Traditionally, private houses have sloping roofs (e.g. “saddle roofs”), and it has primarily been commercial and industrial buildings which have had flat roofs. Flat, or nearly flat, roofs have, however, become more and more common also in private homes and cottages, and although they are dimensioned to withstand snow loads, it can be both comfortable and clever to remove snow using heating cables. This is particularly true for roofs which are covered with roofing membrane, normally not intended for manual snow cleaning (due to risk of damaging the membrane with snow shovels).
For snow melting on flat roofs, an area power of approximately 200W/m2 is recommended, with the linear power of the heating cable not exceeding 20W/m.
Attachment to flat roofs may be by using bituminous glue or similar, attachment bands, or sandwiching between two layers of roofing membrane. With the latter method, a temperature sensor should be installed in direct contact with the heating cable and used protection against overheating.
Nexans offers several products that are suitable for snow melting systems on flat roofs.
TXLP Single conductor heating cable
Single conductor heating cable (also called drum cable) is quite suitable for snow melting installation on flat roofs. Since the cable should be laid in such a way that the "end" of the cable comes back to the starting point of the installation, some planning of the installation is required. Single conductor heating cable systems should be calculated by a person possessing experience with such systems.

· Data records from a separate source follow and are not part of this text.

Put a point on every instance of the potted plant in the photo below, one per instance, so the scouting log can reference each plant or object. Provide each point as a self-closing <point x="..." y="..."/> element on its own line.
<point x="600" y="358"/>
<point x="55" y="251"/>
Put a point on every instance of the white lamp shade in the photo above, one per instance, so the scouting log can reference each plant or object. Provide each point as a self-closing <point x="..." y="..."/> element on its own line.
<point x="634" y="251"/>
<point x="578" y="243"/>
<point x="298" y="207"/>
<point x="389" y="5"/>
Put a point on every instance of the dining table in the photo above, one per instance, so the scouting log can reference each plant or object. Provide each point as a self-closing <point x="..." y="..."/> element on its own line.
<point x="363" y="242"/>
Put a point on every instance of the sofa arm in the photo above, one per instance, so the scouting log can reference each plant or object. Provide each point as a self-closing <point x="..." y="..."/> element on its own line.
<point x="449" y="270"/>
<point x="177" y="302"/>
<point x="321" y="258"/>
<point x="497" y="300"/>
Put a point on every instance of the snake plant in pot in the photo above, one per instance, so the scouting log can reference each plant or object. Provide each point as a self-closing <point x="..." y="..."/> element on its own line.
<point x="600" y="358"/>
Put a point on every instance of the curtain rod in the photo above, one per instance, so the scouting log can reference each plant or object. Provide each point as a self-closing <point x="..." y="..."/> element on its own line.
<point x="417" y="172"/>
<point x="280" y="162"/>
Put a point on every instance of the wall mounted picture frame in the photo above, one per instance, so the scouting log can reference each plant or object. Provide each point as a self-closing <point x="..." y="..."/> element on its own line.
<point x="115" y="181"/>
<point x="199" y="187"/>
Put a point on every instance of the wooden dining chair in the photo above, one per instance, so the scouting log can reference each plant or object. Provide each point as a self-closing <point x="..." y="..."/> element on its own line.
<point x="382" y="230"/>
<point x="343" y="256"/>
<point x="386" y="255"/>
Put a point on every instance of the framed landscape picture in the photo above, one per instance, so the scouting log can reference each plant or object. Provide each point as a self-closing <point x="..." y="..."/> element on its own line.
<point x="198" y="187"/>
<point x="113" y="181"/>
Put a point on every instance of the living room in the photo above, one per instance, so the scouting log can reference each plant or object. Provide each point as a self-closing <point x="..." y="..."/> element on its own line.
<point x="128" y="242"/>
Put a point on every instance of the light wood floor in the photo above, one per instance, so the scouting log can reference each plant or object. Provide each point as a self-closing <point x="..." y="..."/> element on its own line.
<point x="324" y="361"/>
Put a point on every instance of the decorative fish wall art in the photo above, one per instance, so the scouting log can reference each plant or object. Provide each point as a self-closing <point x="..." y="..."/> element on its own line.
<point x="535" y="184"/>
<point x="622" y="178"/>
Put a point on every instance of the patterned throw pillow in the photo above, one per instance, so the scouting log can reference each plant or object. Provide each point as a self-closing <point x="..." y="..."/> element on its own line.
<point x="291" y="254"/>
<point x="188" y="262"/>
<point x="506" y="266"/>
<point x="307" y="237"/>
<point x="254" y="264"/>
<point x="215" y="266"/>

DEFROST PIPE self-regulating heating cable
DEFROST PIPE is a family of self-regulating heating cables. A major advantage of self-regulating heating cables is that they will never overheat, yet they will emit more power when needed, i.e. when they are covered by snow. The variant called DEFROST PIPE 20 yields 20W/m at 10°C, and will be very suitable for this application. Recommended distance between cable strings is about 10cm. Using a wider separation between the strings gives a risk of the heat emission of the cables decreasing, before the snow between the strings has melted. When using self-regulating heating cables, the power supply circuitry must be dimensioned with respect to the inrush current that may occur in such heating cables. Self regulating heating cable systems should be calculated by a person possessing experience with such systems.
TXLP Heating cable elements
TXLP Heating cable elements (17W/m) is well suited for this application. Used in conjunction with attachment bands, giving a distance between the cable strings of 10 cm, yields an area power of 170W/m2.